S-324 Pleural recurrence after Transthoracic Lung Biopsy in Stage I Non-Small Cell Lung Cancer
( Daegeun Lee ),( Seong Mi Moon ),( Kyung Jong Lee ) 대한내과학회 2016 대한내과학회 추계학술대회 Vol.2016 No.1
Background: Transthoracic needle biopsy (TTNB) is a useful modality for pathologic diagnosis of lung cancer. A risk of pleural dissemination after TTNB has been reported but remains a controversial issue. This study aimed to investigate whether the TTNB procedure increases the risk of pleural recurrence after curative resection and to identify the risk factors of pleural dissemination.?Methods: We retrospectively reviewed the clinical outcomes of p-stage I non-small cell lung cancer (NSCLC) patients who received curative lung resection for treatment between January 2009 and December 2010 at Samsung Medical Center. Patients who had double primary cancer and underwent limited resection due to poor lung function were excluded. Patients were divided into two groups, TTNB or non-TTNB, according to the procedure received before surgery. Kaplan-Meier analysis and log-rank test, and univariate and multivariate Cox regression analyses were used to determine the association between TTNB and pleural recurrence and identify the risk factors.?Results: Of the total 469 patients, 251 underwent TTNB before curative surgery, while the remaining 218 underwent bronchoscopic or open lung biopsy or had a clinical diagnosis.

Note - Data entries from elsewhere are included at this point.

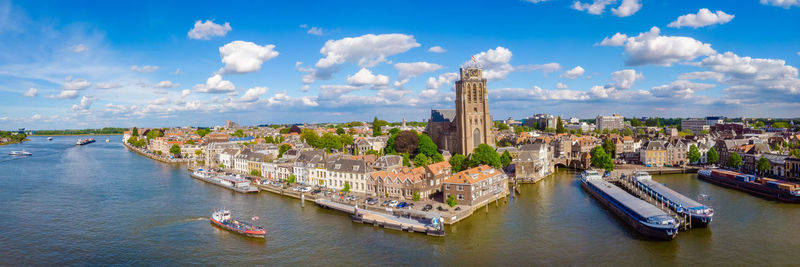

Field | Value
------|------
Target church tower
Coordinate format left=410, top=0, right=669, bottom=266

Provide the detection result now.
left=455, top=67, right=494, bottom=155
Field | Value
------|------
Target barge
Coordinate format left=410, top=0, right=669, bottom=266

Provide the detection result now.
left=189, top=169, right=258, bottom=193
left=581, top=170, right=679, bottom=243
left=697, top=169, right=800, bottom=203
left=631, top=171, right=714, bottom=227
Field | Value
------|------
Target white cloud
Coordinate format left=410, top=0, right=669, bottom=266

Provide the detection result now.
left=219, top=41, right=278, bottom=74
left=70, top=44, right=89, bottom=53
left=473, top=46, right=514, bottom=80
left=761, top=0, right=800, bottom=9
left=239, top=87, right=269, bottom=102
left=514, top=62, right=561, bottom=73
left=650, top=80, right=716, bottom=99
left=428, top=45, right=447, bottom=53
left=194, top=74, right=236, bottom=94
left=94, top=83, right=122, bottom=89
left=611, top=69, right=644, bottom=89
left=187, top=20, right=231, bottom=40
left=667, top=8, right=733, bottom=29
left=22, top=88, right=39, bottom=97
left=611, top=0, right=642, bottom=17
left=347, top=68, right=389, bottom=86
left=678, top=71, right=725, bottom=82
left=394, top=62, right=442, bottom=80
left=306, top=27, right=322, bottom=35
left=561, top=66, right=586, bottom=80
left=61, top=77, right=92, bottom=90
left=600, top=27, right=716, bottom=66
left=131, top=65, right=158, bottom=72
left=315, top=33, right=420, bottom=68
left=572, top=0, right=614, bottom=15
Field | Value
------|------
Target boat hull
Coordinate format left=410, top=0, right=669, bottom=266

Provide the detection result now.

Of the 26 patients with ipsilateral pleural recurrence, 23 patients were in the TTNB group (23/251, 9.2%), whereas the remaining patient was in the non-TTNB group (3/218, 1.4%). Kaplan-Meier analysis showed that the TTNB group had lower pleural recurrence-free survival than the non-TTNB group(p<0.001). Multivariate Cox analysis revealed, TTNB (adjusted hazard ratio[HR], 5.102; 95% CI, 1.502 to 17.327; p=0.009), microscopic lymphatic invasion (adjusted HR, 2.765; 95% CI 1.226 to 6.232; p=0.014), and microscopic visceral pleural invasion (adjusted HR, 2.693; 95% CI 1.177 to 6.164; p=0.019) were risk factors for ipsilateral pleural recurrence.?Conclusions: The TTNB procedure was related to and increased the risk of ipsilateral pleural recurrence in stage I NSCLC after curative resection. Microscopic lymphatic invasion and visceral pleural invasion also increased the risk of ipsilateral pleural recurrence in this study.